When we remodeled, our best flowerbeds got dug up. The topsoil was saved and later spread around behind the house. Now we have flowers cropping up in funny places. Love the reminder to bloom where you're planted.

Love Bleeding Hearts! Besides their delicate beauty, they remind me of my loved ones in Heaven.

When we got our post-remodel landscaping done, someone shared this little nugget about plants with me- "First year they sleep. Second year they creep. Third year they leap." This is our 3rd year and the saying seems to be holding true. I'm delighted that my peonies are "leaping" again. Of course, not having kittens chewing on the stalks like they are catnip or something probably has something to do with the thriving! The jury is still out on the hydrangeas (below) though; they might need moved to a less sunny location to really thrive.

Best of all, the lilacs that had to be transplanted during "the remodel" decided to adapt to their new environment after all. They are blooming their lil hearts out right now, in a spindly kind of way. :) So glad I didn't give in to unbelief and let the men whack them off. Love, love lilacs!

Sunday, April 10, 2011

Autism Awareness

   What do you know about Autism? April is Autism Awareness Month. Probably not that significant unless you are one of the lives touched by Autism.
   We were recently interviewed about our journey parenting a child with a disability. One of the questions put to us was "What do you wish people knew about JR beyond his diagnosis?" I've done quite a bit of thinking about that. One of the things I wish is for people around us to know more about Aspergers. When you can recognize behavior as normal [for someone with Aspergers], it makes such a difference. It seems to me that it is our job then to educate people.
   Another thing I wish for people to know is how intelligent people with Aspergers are. It's easy to get distracted by the quirks and not see what lies beyond them. A classic absent-minded professor, if you will; lacking in social graces but really quite brilliant in their subjects of interest. Is it not true that the root word of Disability is Ability?

   It's been a number of years since I first found the writing "Welcome to Holland", but it's still the best description I've ever found.  

     WELCOME TO HOLLAND


c1987 by Emily Perl Kingsley. All rights reserved

I am often asked to describe the experience of raising a child with a disability - to try to help people who have not shared that unique experience to understand it, to imagine how it would feel. It's like this......


When you're going to have a baby, it's like planning a fabulous vacation trip - to Italy. You buy a bunch of guide books and make your wonderful plans. The Coliseum. The Michelangelo David. The gondolas in Venice. You may learn some handy phrases in Italian. It's all very exciting.

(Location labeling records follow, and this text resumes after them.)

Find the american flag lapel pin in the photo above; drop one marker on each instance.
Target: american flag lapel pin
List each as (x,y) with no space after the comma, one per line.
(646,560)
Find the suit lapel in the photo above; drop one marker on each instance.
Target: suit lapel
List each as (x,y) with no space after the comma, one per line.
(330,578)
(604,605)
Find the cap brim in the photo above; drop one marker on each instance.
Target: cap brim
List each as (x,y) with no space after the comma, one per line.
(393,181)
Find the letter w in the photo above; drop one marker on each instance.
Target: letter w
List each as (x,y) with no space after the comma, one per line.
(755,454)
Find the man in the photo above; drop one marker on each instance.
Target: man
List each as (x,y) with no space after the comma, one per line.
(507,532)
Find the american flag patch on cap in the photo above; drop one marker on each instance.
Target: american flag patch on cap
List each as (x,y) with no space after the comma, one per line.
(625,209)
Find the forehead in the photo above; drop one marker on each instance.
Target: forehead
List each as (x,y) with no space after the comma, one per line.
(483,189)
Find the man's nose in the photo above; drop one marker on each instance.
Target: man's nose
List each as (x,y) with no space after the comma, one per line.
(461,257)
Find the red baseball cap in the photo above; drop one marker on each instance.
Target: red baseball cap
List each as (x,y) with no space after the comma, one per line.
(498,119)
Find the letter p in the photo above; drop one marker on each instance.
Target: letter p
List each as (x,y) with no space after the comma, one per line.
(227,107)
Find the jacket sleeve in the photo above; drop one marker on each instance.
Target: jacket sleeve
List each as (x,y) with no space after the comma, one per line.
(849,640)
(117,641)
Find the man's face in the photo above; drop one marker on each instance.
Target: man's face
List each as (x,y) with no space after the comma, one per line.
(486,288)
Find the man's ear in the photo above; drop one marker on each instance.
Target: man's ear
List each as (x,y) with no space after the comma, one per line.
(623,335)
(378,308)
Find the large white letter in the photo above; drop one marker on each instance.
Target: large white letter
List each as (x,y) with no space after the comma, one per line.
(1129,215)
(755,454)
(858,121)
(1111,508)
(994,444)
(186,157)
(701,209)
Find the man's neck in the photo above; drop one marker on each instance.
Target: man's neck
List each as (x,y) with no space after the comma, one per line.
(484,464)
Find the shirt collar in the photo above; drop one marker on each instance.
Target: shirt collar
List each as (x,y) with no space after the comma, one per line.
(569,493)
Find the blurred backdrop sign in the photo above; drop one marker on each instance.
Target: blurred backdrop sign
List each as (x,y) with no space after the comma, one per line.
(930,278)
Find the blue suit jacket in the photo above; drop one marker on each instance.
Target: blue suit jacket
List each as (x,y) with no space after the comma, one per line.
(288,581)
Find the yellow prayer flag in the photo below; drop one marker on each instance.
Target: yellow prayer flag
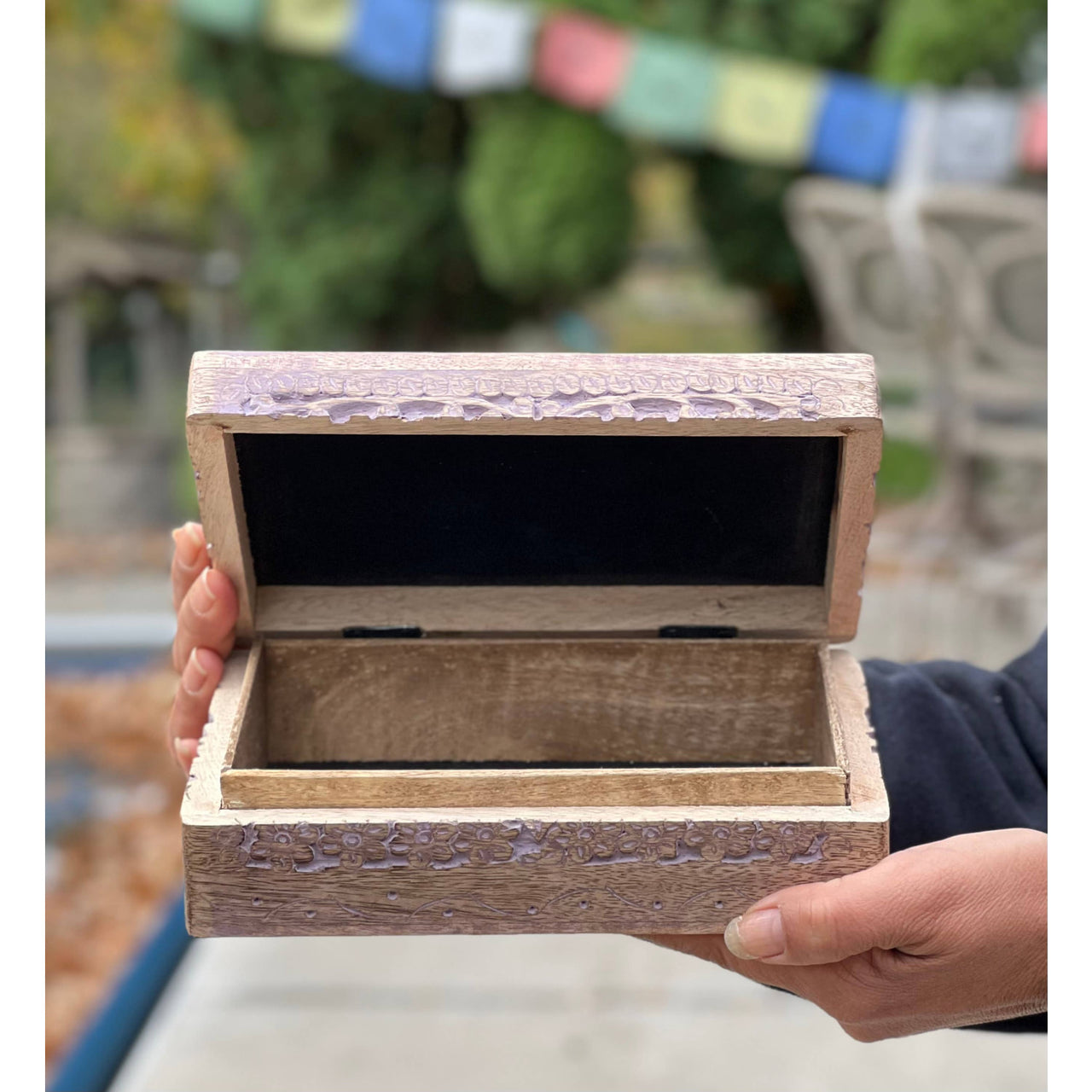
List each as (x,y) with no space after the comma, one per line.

After months of eager anticipation, the day finally arrives. You pack your bags and off you go. Several hours later, the plane lands. The stewardess comes in and says, "Welcome to Holland."


"Holland?!?" you say. "What do you mean Holland?? I signed up for Italy! I'm supposed to be in Italy. All my life I've dreamed of going to Italy."
But there's been a change in the flight plan. They've landed in Holland and there you must stay.

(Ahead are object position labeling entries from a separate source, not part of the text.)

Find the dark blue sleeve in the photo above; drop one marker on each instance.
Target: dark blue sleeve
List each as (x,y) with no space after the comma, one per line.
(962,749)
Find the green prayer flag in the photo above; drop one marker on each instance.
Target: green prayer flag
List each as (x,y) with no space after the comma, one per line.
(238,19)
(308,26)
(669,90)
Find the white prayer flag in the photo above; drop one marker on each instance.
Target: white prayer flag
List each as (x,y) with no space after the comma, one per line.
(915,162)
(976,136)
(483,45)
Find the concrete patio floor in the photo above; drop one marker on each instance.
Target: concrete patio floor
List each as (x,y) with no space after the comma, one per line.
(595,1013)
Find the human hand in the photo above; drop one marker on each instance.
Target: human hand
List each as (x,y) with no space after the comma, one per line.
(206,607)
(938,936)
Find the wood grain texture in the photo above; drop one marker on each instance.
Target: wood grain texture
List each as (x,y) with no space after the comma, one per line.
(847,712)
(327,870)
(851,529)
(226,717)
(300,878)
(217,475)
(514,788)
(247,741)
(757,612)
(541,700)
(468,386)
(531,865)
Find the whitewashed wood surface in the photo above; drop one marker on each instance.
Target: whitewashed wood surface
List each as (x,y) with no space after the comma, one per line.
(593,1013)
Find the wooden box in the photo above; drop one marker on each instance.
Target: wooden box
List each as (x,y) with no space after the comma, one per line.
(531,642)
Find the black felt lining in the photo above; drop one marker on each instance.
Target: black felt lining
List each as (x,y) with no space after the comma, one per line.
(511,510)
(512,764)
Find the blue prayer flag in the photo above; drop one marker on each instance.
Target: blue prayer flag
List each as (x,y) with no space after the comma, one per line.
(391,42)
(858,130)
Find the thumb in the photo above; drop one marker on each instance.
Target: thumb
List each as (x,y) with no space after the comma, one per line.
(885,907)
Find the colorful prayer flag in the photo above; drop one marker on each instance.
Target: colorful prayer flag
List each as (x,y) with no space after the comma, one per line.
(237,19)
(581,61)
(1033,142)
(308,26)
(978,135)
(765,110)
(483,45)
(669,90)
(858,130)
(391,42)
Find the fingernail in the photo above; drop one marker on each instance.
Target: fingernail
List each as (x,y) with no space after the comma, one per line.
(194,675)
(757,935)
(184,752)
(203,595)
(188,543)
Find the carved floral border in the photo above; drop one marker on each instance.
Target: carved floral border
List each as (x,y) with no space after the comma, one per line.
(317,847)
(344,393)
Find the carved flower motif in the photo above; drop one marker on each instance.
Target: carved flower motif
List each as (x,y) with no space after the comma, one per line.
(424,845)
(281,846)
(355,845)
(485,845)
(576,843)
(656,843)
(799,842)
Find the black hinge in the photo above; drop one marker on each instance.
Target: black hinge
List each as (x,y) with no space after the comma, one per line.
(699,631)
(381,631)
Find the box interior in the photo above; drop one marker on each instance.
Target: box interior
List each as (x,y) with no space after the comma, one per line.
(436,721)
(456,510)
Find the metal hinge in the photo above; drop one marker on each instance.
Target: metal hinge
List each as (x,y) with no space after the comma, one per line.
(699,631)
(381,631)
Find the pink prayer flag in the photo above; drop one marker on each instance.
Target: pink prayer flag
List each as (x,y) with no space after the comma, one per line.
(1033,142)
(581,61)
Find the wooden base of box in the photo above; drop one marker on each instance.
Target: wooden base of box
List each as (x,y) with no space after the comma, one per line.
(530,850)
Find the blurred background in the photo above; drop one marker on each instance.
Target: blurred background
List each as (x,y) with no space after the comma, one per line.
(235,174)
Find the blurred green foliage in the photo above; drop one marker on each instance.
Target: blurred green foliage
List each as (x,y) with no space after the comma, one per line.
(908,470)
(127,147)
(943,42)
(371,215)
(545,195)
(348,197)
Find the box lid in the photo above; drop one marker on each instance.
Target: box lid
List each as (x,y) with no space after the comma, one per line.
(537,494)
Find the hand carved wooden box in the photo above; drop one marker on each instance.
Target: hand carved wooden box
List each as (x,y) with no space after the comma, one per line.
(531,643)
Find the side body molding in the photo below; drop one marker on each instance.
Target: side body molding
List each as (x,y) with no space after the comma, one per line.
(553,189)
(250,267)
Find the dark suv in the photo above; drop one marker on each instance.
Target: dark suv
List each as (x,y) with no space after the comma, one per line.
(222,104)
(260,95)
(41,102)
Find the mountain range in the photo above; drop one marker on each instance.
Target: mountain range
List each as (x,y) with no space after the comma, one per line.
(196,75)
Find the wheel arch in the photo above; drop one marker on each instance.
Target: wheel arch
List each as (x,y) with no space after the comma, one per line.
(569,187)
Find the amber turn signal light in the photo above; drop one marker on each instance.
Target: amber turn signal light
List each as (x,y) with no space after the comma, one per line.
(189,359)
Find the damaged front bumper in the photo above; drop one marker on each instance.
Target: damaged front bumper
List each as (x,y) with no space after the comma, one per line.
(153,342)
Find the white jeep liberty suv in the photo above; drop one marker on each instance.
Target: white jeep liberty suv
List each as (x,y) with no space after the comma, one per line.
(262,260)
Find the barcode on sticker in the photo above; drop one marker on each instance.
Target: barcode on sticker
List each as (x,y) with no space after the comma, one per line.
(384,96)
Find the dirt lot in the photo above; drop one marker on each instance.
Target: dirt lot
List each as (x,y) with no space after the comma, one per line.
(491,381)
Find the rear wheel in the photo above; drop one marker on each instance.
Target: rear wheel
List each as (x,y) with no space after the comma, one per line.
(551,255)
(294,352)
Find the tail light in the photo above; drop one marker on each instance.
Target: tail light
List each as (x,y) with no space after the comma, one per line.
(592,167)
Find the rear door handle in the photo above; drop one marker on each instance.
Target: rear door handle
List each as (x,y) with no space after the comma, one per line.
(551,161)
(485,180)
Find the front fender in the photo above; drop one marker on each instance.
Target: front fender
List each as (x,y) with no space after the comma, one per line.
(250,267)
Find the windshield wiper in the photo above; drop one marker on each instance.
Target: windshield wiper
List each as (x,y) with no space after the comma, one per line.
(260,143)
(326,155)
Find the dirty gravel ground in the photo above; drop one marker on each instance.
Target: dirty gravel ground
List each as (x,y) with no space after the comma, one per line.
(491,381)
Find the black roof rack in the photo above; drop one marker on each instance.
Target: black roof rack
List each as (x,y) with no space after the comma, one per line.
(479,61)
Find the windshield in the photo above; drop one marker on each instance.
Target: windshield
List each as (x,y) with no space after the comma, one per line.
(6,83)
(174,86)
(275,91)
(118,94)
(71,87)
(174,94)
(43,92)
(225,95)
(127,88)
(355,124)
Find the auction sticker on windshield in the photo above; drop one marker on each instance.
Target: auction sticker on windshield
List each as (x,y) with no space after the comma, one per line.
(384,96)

The important thing is that they haven't taken you to a horrible, disgusting, filthy place, full of pestilence, famine and disease. It's just a different place.
So you must go out and buy new guide books. And you must learn a whole new language. And you will meet a whole new group of people you would never have met.

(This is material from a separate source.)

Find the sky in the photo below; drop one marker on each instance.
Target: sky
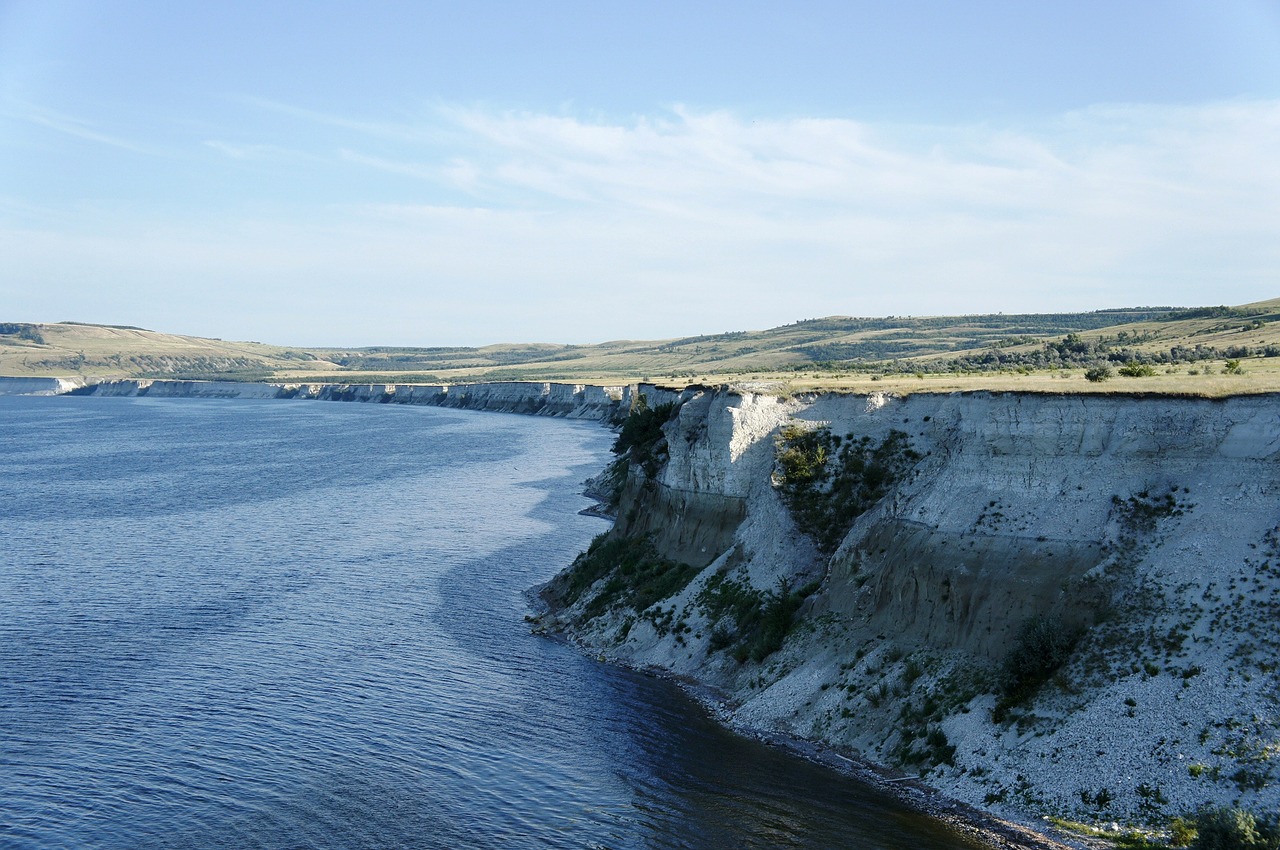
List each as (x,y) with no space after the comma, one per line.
(424,173)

It's just a different place. It's slower-paced than Italy, less flashy than Italy. But after you've been there for a while and you catch your breath, you look around.... and you begin to notice that Holland has windmills.... and Holland has tulips. Holland even has Rembrandts.


But everyone you know is busy coming and going from Italy... and they're all bragging about what a wonderful time they had there. And for the rest of your life, you will say "Yes, that's where I was supposed to go. That's what I had planned."
And the pain of that will never, ever, ever, ever go away... because the loss of that dream is a very very significant loss.


But... if you spend your life mourning the fact that you didn't get to Italy, you may never be free to enjoy the very special, the very lovely things ... about Holland.
 
   In our case, it took 10 very long years of searching for answers before we arrived at a correct diagnosis. It's only in the last 1.5 years that we are free to enjoy "Holland". I look back at the last year and am infinitely grateful for the smoother sailing. If we had only understood sooner... 
   The irony is that while life would have been less frustrating if we had the key to unlock our son sooner, there are advantages. In our ignorance, we pushed him to change behaviors and achieve things that were very difficult for him. Our ultimate triumph to date is his upcoming high school graduation. We've got a bright future!